Inflation will drive up already high estimates of the trillions of dollars of capital spending needed across the power sector to hit net zero targets, says Nick Langley, managing director of global equity manager ClearBridge Investments.
In a panel discussion about the opportunities and pitfalls asset owners face in transitioning to net zero carbon emissions by 2050, Langley said estimates of capital expenditure by the International Atomic Energy Agency “were cut before our most recent inflation spike and hikes in commodity prices.”
“However, we need a lot of copper, we need a lot of steel, we need a lot of cement, it’s going to cost a bucket load more than two and a half trillion a year,” Langley said at Conexus Financial’s Fiduciary Investors Symposium held in June in the Blue Mountains.
Opportunities in infra
But opportunities abound for investors as traditional infrastructure and utility companies make the transition, he said. While in the past a “high-growth utility was growing its asset base at maybe four to five per cent per annum, today that’s like eight to ten per cent, and we’re going to continue increasing from there,” leading to “lots of opportunities obviously, but some risks along the line as well,” he said.
Langley pointed to a Princeton University study in the United States that found for the country to meet its net-zero targets, there will need to be a 60 per cent increase in the line length and capacity of its electricity transmission network by 2030, which will need to triple by 2050.
With increased sources of supply and increased demand, there will be enormous work done on citing environmental approvals before the first sod is turned on those projects, and public policy will be a great place to invest, he said.
“So if you think about it from a utility perspective, and taking a step back, governments make public policy, regulators are there to work with the companies to implement that public policy. And as an investor, you want to be investing with that public policy. So, it’s a great place to invest.”
Investing in electricity transmission projects in the US is the lowest risk way to gain exposure to the energy transmission and transition theme, as these projects are federally regulated and have attractive returns, he said.
And with the International Renewable Energy Agency expecting the vast majority of the spending across the global energy complex to be debt-funded or come from government grants, “that is, adding a whole pile of debt into the picture as well,” Langley said. “I don’t know if any of you have views on where bond yields go from here, but I think ‘up’ is the best guess.”
Rail is far more efficient than trucks and, especially, planes in shifting freight, Langley said, leading to a strong push towards rail and, more broadly, towards greener transport options.
And with gas usage through this decade set to remain stable as economies rely on gas while they transition to greener power sources, gas pipelines will remain useful and eventually will be repurposed to either transport green hydrogen or shift captured carbon to where it will be stored.

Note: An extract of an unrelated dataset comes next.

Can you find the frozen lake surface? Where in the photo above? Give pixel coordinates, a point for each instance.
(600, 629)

“So whether or not the actual pipes get reused – they can be re-sleeved – but it’s the easements that actually have the greatest amount of value on them,” Langley said. “The sighting and the environmental approval is going to continue to be more and more difficult over time, so those easements have got real value which we’re seeing being included in kind of the terminal values as we think about them from an investment perspective.”
Sonia Teitel, co-head of investment and development at Octopus Investments Australia said it is an exciting time to be in the renewables industry and she feels “like an astronomer when all of the planets are starting to align.”
There has been an obvious leap in energy prices, and part of the reason is Australia’s coal fired power stations are becoming less reliable with half of AGL’s fleet currently offline, Teitel said. “While this will be resolved promptly, high gas and coal prices won’t be resolved “for quite some time.”
And with half of the coal-fired power stations in NSW to shut over the next eight years, the state will need over $50 billion in investment across generation and transmission to replace this capacity.
Corporates are searching for ways to buy “green electrons” to achieve their net zero targets which is driving up near term demand for renewable energy and supporting new renewable projects. In the longer term the demand for electric vehicles will put further pressure on electricity prices. The challenge is to create enough renewable energy supply for electric vehicles so they can be charged at an affordable price, she said.
But after 10 to 15 years of project building, renewables technology is mature for solar, wind and storage.
“I believe we’re up for the challenge,” Teitel said. “We finally have state and government regulatory alignment. They’re committing real capital to build the transmission infrastructure that we need to roll out renewables.”
Growth in investors
Rebecca Mikula-Wright, chief executive at Investor Group on Climate Change (IGCC) and the Asia Investor Group on Climate Change (AIGC), said there has been a global explosion of net zero alliances across the entire financial sector, and a proliferation of net zero frameworks for implementation and target-setting protocols that investors are using.
Net zero asset managers is one of the fastest-growing areas, with 273 investors globally and over US$60 trillion in US assets under management committed to net zero, she said, noting 19 specifically are domestic Australian and New Zealand funds.
“I guess the difference between these very specific initiatives is the increasing accountability and transparency that these initiatives are asking of investors, and I think that’s been a cause for Australian investors to, I guess, take a slightly slower approach,” she said.
Of these global asset managers, 84 have specific targets and this has mostly happened in the last six to 12 months, she said. Australian asset managers can take confidence that “such a huge cohort of global asset managers are now making these commitments and working that through in their portfolios.”
But injecting a dose of hard reality, Julian Poulter, partner at Energy Transition Advisors, said his forecast is that it will be “very difficult indeed” to achieve net zero by 2050, and there “could be some pretty nasty macroeconomic and GDP implications in some of the fossil fuel dependent countries to even attempt it.”
“We simply can’t see a scenario where the policies are going to be in place in order to drive the returns to make it attractive for investors to provide the capital,” Poulter said.
“So these are all very real things but ultimately at the end of the day we think 1.5 [degrees Celsius above pre-industrial levels] won’t happen and we think a discussion is required pretty quickly to understand the implications of that, not just from a physical damages perspective because we’re pretty sure that governments will then try to claw back the overshoot but what’s the implications for investors?”